What we believe it would be smarter, instead of another layer of
bureaucracy, that the Manitoba Health directly deliver those services which are
critical provincially and that, rather than have the requirement, as we have
now, for the regional health authorities, that there could be much more local
control with local hospitals and local care homes under the
framework provided provincially to ensure high-quality care. So we see that
the government has actually increased the level of bureaucracy in Health, rather
than decreasing it rather than streamlining it, and we're sorry that
that's what the government has chosen to do. Even as they talk one way about
reducing bureaucracy, they continue to increase it.
I
want to talk a little bit about what happened under the COVID pandemic. There
was clearly poor preparation for the second wave, that the organizational
structure was not as good as it could have been. The attention to preparation
for the second wave was nowhere near what it should've been. I see good
clinical research in hospitals, in intensive-care units, going on in Manitoba,
but I don't see the preventative research, which could have helped a lot, being
followed up and performed with a central view as to ensuring that the options
for improving prevention were thoroughly studied, investigated and implemented
here in Manitoba.
We
had huge problems in personal-care homes. The standards for personal-care homes
were not what they should have been. That is partly the fault of the NDP
government over many years and partly the fault of the Conservative government which didn't pay attention to personal-care homes and ensuring that the
standards and approaches to having people work in personal-care homes were
there in a way that would have been much more effective than has happened.
We
think that the government has a long way to go in terms of improving the
situation in personal-care homes, and that is something that we'll be watching
very closely, including, as my colleague, the MLA for Tyndall
Park, has proposed and has been a long-time advocate for many years for a seniors advocate in
the province. We had a forum just last night, in fact, talking about the
steps that need to be taken to really get this implemented well, including a
virtual Zoom meeting which involved BC's seniors advocate to help us better
understand the situation there.
There is clearly a need to make major strides in mental and brain health,
including addictions. The situation at the present time clearly leaves a lot
to be desired. There are long waits for detox because there isn't adequate
service in this area. There are big gaps in helping those with addictions.
The
situation with eating disorders is that the wait times are very, very long at the
moment. And, clearly, the government has not been very quickly responsive in
this area. One of the things that you really need to do is to have a
government which is going to be able to respond as a situation changes, and
eating disorders–not just here, but elsewhere–have increased, and yet the
government has not provided an approach that would address this. And so instead
of it being well addressed and people being well served, you have long, long
and longer wait times–I think about two years at the moment.

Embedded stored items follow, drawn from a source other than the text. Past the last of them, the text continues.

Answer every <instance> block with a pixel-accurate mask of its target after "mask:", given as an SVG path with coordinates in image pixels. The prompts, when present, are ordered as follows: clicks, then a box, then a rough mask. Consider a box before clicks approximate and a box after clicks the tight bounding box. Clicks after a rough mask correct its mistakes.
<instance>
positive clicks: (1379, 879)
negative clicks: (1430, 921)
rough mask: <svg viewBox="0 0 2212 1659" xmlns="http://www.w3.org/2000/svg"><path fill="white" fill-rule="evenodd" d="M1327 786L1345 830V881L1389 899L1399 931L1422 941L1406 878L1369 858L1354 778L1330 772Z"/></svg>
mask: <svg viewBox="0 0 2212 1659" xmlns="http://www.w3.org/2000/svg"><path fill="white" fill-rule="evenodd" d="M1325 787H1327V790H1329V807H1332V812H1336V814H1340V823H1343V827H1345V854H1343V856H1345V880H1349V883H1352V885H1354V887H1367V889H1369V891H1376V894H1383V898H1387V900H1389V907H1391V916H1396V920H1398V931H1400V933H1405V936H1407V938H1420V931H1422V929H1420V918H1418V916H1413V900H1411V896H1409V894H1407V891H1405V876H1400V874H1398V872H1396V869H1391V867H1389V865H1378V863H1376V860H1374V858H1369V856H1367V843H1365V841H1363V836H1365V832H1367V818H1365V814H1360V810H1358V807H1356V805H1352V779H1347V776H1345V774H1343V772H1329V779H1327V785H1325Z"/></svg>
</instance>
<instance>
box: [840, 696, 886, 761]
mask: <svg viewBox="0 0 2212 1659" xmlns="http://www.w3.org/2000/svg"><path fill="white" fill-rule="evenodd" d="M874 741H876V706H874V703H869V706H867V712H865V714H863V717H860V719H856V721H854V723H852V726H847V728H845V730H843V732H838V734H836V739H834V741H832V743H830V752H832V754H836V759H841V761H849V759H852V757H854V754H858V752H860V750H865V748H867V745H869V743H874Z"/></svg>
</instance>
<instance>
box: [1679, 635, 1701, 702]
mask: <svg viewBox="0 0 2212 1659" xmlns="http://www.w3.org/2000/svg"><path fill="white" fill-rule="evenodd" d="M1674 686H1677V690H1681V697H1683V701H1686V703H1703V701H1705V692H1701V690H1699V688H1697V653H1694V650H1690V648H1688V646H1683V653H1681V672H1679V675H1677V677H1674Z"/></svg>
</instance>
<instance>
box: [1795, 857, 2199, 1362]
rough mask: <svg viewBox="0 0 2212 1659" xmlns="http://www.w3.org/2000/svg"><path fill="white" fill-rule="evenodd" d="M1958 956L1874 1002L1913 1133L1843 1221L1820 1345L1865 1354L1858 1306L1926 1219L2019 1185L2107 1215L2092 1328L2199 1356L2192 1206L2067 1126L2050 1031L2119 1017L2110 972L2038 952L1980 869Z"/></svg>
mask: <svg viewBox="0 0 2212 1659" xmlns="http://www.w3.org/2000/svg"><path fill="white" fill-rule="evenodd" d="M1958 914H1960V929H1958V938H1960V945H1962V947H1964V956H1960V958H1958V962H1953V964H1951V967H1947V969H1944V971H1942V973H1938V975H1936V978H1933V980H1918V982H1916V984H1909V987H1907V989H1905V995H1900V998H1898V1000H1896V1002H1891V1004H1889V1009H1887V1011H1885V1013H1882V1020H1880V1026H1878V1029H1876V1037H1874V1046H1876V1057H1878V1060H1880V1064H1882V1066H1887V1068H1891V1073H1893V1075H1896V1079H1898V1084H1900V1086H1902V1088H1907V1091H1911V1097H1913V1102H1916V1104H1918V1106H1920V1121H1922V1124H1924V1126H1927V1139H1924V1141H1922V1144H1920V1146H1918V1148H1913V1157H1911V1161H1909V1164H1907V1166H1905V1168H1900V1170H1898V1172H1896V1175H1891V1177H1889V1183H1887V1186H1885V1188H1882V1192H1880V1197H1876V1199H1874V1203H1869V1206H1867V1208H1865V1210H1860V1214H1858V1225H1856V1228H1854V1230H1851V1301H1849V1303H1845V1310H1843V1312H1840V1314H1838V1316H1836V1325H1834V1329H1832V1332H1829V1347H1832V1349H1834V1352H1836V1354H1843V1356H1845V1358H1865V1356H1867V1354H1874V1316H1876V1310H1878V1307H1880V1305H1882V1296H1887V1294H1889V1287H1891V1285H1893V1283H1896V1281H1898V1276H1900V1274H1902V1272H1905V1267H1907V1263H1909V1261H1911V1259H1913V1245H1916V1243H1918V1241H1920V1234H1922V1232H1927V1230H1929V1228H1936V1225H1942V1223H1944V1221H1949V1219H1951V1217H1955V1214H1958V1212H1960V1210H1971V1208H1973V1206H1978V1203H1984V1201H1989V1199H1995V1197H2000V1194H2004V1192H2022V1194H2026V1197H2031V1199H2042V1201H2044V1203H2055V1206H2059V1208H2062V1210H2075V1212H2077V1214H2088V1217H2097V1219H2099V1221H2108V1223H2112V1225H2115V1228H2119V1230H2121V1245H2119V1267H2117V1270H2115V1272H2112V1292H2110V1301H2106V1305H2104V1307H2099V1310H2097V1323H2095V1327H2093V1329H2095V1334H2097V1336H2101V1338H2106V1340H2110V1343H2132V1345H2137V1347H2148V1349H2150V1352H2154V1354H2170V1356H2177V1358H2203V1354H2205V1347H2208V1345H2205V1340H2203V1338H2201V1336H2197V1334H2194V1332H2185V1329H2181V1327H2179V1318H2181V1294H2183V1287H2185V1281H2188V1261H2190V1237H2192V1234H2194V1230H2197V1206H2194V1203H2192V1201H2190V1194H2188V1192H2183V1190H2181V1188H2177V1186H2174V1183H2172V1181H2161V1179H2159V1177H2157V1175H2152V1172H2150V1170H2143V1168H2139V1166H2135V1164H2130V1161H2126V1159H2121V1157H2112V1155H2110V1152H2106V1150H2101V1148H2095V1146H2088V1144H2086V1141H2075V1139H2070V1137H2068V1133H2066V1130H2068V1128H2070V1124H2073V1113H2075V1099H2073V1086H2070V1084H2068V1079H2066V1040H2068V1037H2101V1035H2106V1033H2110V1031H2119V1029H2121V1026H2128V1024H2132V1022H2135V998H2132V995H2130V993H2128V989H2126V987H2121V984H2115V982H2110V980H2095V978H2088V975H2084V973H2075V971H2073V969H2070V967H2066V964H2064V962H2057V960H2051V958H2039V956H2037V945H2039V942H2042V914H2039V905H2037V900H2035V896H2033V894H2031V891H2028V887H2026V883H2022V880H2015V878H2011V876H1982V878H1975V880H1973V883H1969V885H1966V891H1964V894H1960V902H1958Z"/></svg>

So there is a lot to do in mental and brain health and addictions. It is, of course, a challenge for the new minister, and I wish her well, but I was disappointed that the overall Minister of Health, the MLA for Tuxedo, was not better able to provide details of, who within Shared Health was responsible for mental health and addictions and brain health, and more about the organizational structure and how this was working so it would actually solve some of the critical issues which exist today.
When
I spoke a year ago on this bill at second reading, as it was then, I mentioned
that there had been a young lady who had died as a result of suicide - Taylor Pryor. We're still waiting for a report and some major changes to
health care as a result of the unfortunate things that happened in her care,
and I hope that will be forthcoming and that the minister can release such a
report in the near future to let us know what is happening.
With those comments, I look forward to this moving on. We will not support it
because we don't believe this is the right approach.